Tanggung jawab ini dibebankan kepada orang-orang beriman, Ayah dan Bunda.
Suka tidak suka, di saat Allah ﷻ telah menitipkan amanah anak, maka pada saat itu, Ayah Bunda, dinobatkan sebagai pendidik.
Pendidik itu bukan saja digugu, namun juga ditiru. Persoalannya adalah, proses peniruan ini boleh jadi lebih efektif daripada proses pengguguan.
Menurut Syed Muhammad Naquib al-Attas, adab bermakna mendisiplinkan pikiran dan jiwa. Adab terlahir sebagai buah dari kelengkapan sifat-sifat baik dalam pikiran dan jiwa. Sebuah kedisiplinan untuk melakukan yang benar dan meluruskan kesalahan.
Proses penanaman adab inilah esensi pendidikan dalam pandangan hidup Islam (Islamic Worldview) sehingga menargetkan lahirnya manusia beradab (a good man), bukan sekadar warga negara baik (a good citizen).

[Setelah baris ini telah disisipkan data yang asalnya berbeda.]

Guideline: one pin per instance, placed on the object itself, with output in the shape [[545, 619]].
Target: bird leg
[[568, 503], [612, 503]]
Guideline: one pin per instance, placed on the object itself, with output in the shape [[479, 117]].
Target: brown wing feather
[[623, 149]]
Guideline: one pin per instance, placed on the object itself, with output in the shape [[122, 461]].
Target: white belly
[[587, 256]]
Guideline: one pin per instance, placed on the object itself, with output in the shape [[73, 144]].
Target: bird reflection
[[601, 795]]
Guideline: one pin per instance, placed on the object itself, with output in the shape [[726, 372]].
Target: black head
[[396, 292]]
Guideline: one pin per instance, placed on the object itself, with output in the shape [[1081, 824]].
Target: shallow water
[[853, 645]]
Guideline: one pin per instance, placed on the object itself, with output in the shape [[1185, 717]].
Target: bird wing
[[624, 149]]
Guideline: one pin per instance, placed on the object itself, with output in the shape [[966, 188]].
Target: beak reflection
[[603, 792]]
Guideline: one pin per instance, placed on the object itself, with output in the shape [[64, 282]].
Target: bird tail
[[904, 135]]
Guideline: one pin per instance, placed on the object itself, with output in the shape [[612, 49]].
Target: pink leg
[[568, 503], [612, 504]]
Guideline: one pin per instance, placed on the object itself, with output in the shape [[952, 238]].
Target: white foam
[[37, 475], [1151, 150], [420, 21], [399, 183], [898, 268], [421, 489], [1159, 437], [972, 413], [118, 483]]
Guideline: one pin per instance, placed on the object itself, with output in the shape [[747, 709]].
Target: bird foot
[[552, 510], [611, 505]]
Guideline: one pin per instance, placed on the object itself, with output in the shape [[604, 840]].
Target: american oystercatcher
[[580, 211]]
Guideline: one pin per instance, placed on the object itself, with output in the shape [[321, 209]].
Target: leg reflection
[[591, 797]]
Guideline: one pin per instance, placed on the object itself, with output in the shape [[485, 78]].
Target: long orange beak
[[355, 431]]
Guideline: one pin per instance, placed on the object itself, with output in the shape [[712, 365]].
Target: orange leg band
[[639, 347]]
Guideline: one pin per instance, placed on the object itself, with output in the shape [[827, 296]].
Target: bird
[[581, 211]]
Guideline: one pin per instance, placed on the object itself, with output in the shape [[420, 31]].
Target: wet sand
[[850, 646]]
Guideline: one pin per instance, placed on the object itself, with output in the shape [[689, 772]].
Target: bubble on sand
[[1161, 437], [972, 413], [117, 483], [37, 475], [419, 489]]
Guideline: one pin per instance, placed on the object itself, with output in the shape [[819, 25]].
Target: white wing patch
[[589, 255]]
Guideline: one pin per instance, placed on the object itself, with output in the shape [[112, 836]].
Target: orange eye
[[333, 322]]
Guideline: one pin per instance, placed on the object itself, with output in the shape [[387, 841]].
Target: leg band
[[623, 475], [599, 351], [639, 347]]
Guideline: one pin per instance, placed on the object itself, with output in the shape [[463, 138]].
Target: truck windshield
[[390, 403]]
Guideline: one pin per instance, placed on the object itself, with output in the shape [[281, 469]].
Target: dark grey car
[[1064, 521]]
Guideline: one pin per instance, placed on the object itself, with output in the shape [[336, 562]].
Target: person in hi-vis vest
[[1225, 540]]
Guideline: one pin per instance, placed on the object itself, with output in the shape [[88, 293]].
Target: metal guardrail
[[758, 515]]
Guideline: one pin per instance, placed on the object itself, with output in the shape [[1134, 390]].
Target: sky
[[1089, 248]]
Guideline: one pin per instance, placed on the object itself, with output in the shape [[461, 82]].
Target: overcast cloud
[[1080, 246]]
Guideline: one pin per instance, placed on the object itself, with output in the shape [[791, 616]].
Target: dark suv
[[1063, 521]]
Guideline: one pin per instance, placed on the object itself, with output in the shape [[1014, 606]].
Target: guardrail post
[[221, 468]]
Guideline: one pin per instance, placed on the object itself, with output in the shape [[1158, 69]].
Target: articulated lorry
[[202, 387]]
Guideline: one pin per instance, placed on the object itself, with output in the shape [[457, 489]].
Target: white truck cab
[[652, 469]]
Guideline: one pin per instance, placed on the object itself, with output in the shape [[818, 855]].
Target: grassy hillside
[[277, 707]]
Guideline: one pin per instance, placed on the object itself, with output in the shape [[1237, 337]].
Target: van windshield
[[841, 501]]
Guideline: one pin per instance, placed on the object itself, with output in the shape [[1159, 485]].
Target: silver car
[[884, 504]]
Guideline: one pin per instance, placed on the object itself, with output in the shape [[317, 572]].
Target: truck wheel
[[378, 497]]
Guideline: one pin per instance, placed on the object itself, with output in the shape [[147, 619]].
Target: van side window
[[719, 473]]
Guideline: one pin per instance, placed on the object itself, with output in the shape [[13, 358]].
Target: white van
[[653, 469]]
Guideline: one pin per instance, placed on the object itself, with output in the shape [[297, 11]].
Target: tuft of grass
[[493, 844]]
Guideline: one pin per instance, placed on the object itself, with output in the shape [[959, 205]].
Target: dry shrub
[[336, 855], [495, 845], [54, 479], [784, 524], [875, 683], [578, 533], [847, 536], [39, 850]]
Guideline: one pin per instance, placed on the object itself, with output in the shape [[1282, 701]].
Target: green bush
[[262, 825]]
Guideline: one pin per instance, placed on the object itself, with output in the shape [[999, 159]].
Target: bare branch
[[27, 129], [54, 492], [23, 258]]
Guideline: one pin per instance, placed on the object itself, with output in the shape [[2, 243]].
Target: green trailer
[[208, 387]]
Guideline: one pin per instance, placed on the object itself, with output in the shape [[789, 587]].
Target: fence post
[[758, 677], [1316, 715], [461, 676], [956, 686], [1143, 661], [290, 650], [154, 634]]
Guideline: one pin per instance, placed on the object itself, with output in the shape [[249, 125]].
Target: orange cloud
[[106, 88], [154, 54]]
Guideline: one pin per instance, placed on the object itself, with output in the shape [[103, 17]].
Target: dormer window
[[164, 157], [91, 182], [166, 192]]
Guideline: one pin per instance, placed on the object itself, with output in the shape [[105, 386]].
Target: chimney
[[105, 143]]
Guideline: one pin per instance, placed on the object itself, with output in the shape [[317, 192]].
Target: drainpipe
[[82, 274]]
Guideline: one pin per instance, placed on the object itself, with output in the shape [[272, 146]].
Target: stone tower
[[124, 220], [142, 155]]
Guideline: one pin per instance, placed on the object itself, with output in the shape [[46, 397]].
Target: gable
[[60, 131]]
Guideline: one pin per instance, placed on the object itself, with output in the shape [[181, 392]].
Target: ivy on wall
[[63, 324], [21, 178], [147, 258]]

Warga negara baik belum tentu lahir dari manusia baik, namun manusia baik akan selalu ingin menjadi warga negara yang baik.
Di dalam bahasa Arab, pendidikan itu sendiri terkadang menggunakan diksi ta’lim, tadris, tadrib, atau tarbiyah. Namun al-Attas meyakinkan murid-muridnya bahwa ada diksi yang lebih komprehensif dan mencakup seluruh diksi pendidikan yang ada, yakni ta’dib.
Diksi ini terpilih sebagaimana sudut pandang pendidikan sebagai proses secara bertahap untuk menanamkan adab ke dalam jiwa manusia.
Ayah Bunda yang belum siap menjadi pendidik di saat amanah telah dibebankan, tidak punya pilihan lain kecuali segera mempersiapkannya.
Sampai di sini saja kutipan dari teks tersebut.